Ainsi, même si le repli des term premium américains en 2017 et le fait que ceux-ci soient passés en territoire négatif peut paraître contre-intuitif étant donné que la Fed a déjà commencé à réduire son bilan, cela montre dans quelle mesure les facteurs mondiaux influent sur les term premium individuels. Rien ne laisse penser que cette situation va changer dans un futur proche. Les différences locales en termes de rareté d'obligations domestiques pourraient bien avoir un impact sur la vitesse de normalisation, mais il est peu probable qu'elles deviennent un facteur décisif.

Le Japon, par exemple, se trouve à l'une des extrémités du spectre. Le gouvernement du pays exerce un contrôle si ferme sur le marché que les volumes de transactions sont infimes. Un record étrange a pu être observé le 13 mars 2018, date à laquelle aucune obligation de référence à 10 ans ne s'est négociée sur la Bourse de Tokyo. Le flottant des Bunds allemands est également peu abondant – pas plus de 10 % selon une analyse de la Banque Centrale Européenne – et contraste fortement avec les 50 % estimés pour les bons du Trésor américain. Toutes choses égales par ailleurs, un flottant plus élevé peut conduire à un changement plus prononcé des term premium et les États-Unis devraient par conséquent être le premier pays à connaître un ajustement significatif.

Qu'en sera-t-il du term premium d'ici un an ?

L'écart entre les term premium actuels et leurs moyennes d'avant le Quantitative Easing est important. Ceci dit, une forte correction soudaine qui ferait grimper les taux obligataires est peu probable dans les prochains trimestres. Il n'y aura selon nous qu'une hausse modérée de tout au plus 25 points de base pour les bons du Trésor américain et de 10 points de base pour les Bunds allemands. Cela peut sembler plutôt faible, mais les positions en obligations des banques centrales mondiales ne commenceront à diminuer que vers la fin 2018 et il est probable que ce processus soit très graduel.

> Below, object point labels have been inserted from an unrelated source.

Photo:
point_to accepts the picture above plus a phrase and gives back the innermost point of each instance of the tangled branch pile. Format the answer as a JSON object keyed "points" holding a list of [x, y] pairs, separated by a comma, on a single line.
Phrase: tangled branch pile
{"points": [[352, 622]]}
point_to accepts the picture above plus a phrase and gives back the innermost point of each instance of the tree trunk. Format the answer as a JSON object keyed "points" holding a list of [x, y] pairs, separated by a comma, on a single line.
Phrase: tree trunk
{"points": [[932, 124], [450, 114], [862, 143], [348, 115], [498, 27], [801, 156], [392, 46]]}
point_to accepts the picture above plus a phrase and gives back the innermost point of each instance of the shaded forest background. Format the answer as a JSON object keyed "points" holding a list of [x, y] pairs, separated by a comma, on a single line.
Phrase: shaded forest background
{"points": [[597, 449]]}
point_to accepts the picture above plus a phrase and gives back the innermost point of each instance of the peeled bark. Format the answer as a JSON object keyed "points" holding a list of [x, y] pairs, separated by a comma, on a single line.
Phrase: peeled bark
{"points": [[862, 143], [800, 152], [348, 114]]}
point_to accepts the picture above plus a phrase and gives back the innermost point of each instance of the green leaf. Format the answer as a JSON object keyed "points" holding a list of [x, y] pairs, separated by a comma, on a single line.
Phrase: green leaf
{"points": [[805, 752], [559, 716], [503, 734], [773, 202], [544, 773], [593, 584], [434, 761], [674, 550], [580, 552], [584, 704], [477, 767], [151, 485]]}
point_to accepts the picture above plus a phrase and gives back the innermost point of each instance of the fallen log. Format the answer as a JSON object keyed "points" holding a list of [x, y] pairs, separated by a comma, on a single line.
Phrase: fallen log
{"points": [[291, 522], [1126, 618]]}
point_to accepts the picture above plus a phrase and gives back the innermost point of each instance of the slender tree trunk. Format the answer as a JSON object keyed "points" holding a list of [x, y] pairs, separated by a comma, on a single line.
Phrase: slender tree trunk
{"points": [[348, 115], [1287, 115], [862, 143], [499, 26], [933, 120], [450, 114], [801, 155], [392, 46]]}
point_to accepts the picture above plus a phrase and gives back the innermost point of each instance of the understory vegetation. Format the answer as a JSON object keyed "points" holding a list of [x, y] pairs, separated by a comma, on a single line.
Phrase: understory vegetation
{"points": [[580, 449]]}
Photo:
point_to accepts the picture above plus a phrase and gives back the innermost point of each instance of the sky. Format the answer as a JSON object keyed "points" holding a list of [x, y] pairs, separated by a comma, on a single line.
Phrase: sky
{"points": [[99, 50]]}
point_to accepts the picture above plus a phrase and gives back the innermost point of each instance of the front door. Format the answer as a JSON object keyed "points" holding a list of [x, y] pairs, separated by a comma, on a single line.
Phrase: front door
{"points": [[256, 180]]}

Les taux d'intérêt américains et allemands vont probablement augmenter, dans une certaine mesure. Il ne faut toutefois pas s'attendre à ce que la hausse des term premium soit un facteur qui contribue de manière importante à ce processus. Étant donné la phase actuelle du cycle et les positions obligataires encore importantes détenues par les banques centrales, il est plus probable qu’une hausse de taux provienne d'une appréciation des taux des banques centrales plutôt que d'un bond des term premium. Dans un avenir proche, le risque associé à la détention d'obligations à long terme continuera d'être assez peu rémunéré.